STATE — President Barack Obama on Friday singled out New Jersey’s embattled Republican Governor for balking at a push to raise the minimum wage, a move favored by most Americans.
During a meeting with 14 Democratic governors at the White House, Obama said Republicans are out of touch with their constituents on the issue, and sought to build momentum for his effort to raise the federal minimum wage to $10.10 an hour by 2016.
Last year, Gov. Chris Christie vetoed a bill that would have raised the state’s minimum wage but voters approved a ballot measure giving the lowest paid workers a raise despite GOP opposition.

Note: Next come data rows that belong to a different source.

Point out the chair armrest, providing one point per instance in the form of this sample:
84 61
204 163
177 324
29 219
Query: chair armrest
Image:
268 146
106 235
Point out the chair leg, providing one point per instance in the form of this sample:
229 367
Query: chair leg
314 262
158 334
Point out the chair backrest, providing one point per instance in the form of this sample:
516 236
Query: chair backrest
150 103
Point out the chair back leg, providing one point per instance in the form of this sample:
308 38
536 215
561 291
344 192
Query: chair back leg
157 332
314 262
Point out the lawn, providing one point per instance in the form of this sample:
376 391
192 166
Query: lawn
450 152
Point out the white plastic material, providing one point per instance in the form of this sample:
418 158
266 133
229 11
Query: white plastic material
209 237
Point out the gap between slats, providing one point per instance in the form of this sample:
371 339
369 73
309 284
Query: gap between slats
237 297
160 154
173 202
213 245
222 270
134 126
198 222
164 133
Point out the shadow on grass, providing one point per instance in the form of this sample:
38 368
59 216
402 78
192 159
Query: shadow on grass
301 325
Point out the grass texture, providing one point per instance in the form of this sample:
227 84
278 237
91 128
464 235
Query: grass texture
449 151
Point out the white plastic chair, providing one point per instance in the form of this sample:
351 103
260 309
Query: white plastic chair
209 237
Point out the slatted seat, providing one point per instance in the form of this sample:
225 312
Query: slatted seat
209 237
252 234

The President noted that much of the activity surrounding his push to address income inequality through higher wages is happening on a state level in Hawaii, Washington, Connecticut, Maryland, Massachusetts, Illinois and elsewhere.
“This is not just good policy. It also happens to be good politics,” Obama said. “Because the truth of the matter is the overwhelming majority of Americans think that raising the minimum wage is a good idea.”

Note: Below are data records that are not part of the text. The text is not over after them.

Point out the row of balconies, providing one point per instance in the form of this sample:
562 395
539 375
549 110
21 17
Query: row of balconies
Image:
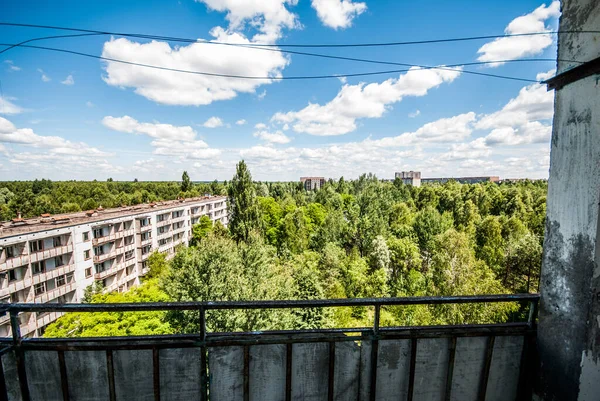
113 236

“For example, in New Jersey, even though the Republican governor (Chris Christie) opposed it, it passed by 60 percent,” Obama said.
Obama wants to raise the minimum wage to $10.10 per hour from the current $7.25. Polls show three quarters of Americans favor the plan.
The proposal has little chance of approval by Congress. The Congressional Budget Office said it would lead to the loss of about half a million jobs by late 2016, even as it lifts almost a million people out of poverty.
The meeting on Friday focused on state initiatives to raise the minimum wage. Obama made a similar jab at Christie, a potential 2016 Republican presidential candidate, during a dinner on Thursday with the Democratic governors.
“Governor Christie opposed it; it got 60 percent of the vote — because voters understood this is the right thing to do, and it will be good for the economy, not bad for the economy,” he said.
Christie’s national political ambitions have been threatened recently by the disclosure of his aides’ roles in the New Jersey lane closures for the George Washington Bridge, which caused days of traffic in the town of Fort Lee. Emails show that his staff closed the lanes in September after Fort Lee’s Democratic mayor declined to support Christie’s re-election bid last year.